いい考え方

平和は愛から(ヘレンケラーと永井隆とマザー・テレサ)

平和を祈り愛に生きた医師永井隆とマザー・テレサは、平和について同じような考えをもっていました。

平和は愛から生まれ愛に基づくものであるということです。

関連して、奇跡の人、ヘレン・ケラーが長崎まで病床の永井隆をお見舞いに訪れたことがありますので、その場面をご紹介します。

ヘレン・ケラーと永井隆

昭和二十三年十月、秋の日がもう西にかたむいたころ、その人は現れました。

その人とは、三重苦を克服した偉人として世界的に有名になっていたヘレン・ケラーさんでした。

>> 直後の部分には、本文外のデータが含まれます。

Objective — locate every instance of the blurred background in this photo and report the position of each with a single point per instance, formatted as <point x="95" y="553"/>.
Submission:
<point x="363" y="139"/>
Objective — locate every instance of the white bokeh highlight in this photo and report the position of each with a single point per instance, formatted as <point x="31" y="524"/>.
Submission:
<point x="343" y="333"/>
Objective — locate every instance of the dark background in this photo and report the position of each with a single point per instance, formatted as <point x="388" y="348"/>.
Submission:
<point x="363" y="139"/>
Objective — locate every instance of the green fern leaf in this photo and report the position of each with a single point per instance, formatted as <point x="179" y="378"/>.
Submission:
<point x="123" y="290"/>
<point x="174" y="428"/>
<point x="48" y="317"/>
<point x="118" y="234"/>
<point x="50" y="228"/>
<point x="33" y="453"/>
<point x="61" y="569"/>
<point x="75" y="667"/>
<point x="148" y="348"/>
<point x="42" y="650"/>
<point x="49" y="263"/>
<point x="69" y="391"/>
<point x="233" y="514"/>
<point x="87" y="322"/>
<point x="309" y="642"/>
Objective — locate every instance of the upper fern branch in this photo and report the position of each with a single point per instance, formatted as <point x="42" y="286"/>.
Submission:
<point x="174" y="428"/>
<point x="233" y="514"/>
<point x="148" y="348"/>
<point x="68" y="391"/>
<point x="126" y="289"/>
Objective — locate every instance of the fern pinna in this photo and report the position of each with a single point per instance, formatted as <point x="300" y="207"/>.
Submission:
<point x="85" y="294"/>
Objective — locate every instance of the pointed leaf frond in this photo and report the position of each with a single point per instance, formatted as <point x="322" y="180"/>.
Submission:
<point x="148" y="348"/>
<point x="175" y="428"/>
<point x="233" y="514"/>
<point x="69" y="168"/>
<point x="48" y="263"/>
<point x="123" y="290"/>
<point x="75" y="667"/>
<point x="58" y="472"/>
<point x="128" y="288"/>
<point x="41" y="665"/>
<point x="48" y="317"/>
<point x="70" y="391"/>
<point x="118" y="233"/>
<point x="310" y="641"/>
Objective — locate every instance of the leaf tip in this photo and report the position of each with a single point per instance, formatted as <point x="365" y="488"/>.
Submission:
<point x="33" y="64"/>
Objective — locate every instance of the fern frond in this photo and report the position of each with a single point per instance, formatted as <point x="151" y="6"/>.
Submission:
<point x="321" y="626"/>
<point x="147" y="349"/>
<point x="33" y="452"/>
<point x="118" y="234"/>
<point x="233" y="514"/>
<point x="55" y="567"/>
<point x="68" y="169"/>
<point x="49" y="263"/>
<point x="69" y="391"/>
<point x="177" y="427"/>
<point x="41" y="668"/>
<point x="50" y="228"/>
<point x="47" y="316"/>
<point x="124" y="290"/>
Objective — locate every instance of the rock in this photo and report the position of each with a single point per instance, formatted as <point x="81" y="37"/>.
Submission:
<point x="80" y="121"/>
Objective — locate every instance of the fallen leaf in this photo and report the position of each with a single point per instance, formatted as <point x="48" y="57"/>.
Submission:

三重苦とは、目が見えず、耳が聞こえず、口で話すこともできない障害のことです。

ヘレン・ケラーさんは、とても努力して、障害を克服し、自分のように障害をかかえている人々を励ますために、世界中を訪問していたのです。

ヘレンさんは、家の前のほそい石だたみの道を、隆のまつ如己堂まで歩いてきました。

とちゅう、コスモスのまえで立ちどまると、ピンク色のコスモスを一輪手おって、それをもって如己堂のガラス戸の前に立ちました。

ヘレンさんはこのとき六十九歳、青い目をした、温かな笑みをうかべる婦人でした。
 
隆は低いベッドからすべり落ちて横になったまま、たたみ一枚をへだてて、ヘレンさんに手を差し伸べました。
 
ヘレンさんも手を伸ばして隆の手をさがすのですが、互いに体が不自由なもの同士、二つの手は宙に泳いでいました。

ふたりの手がふれあったとき、温かい愛情のようなものが一瞬、体へ流れこんだように隆は感じました。

ヘレンさんはほほえみながら言いました。

「わたしの心はすべて、今あなたの上に注がれています。」

この一言に隆はヘレンさんの深くあたたかな愛情を感じました。

自ら苦しみ、泣いたものでなければ、他人を心からいたわり、なぐさめ、元気づけることはできません。

ヘレンさんは隆にちょくせつ語りかけるために、不自由な体にもかかわらず、地球の向こう側のアメリカから、長崎のこの如己堂までやってきたのです。

隆は、ヘレンさんに真実の愛情を感じました。
 
隆が家族を紹介すると、ヘレンさんはにっこりとしながら、そばにいた茅乃のセーターにコスモスをさしました。

ヘレン・ケラーのさんの訪問は、隆たちを感動させ勇気づけました。

そして、心あたたまる平安のひとときと忘れられない思い出を残しました。

「本当の平和をもたらすのは、ややこしい会議や思想ではなく、ごく単純な愛の力による」(永井隆著『いとし子よ』)

ヘレン・ケラーさんのように、「互いに愛し合う」という行ないが人々の心をひとつにし、平和をつくっていくのだと隆は強く感じたのでした。

拙著『永井隆 平和を祈り 愛に生きた医師』(童心社)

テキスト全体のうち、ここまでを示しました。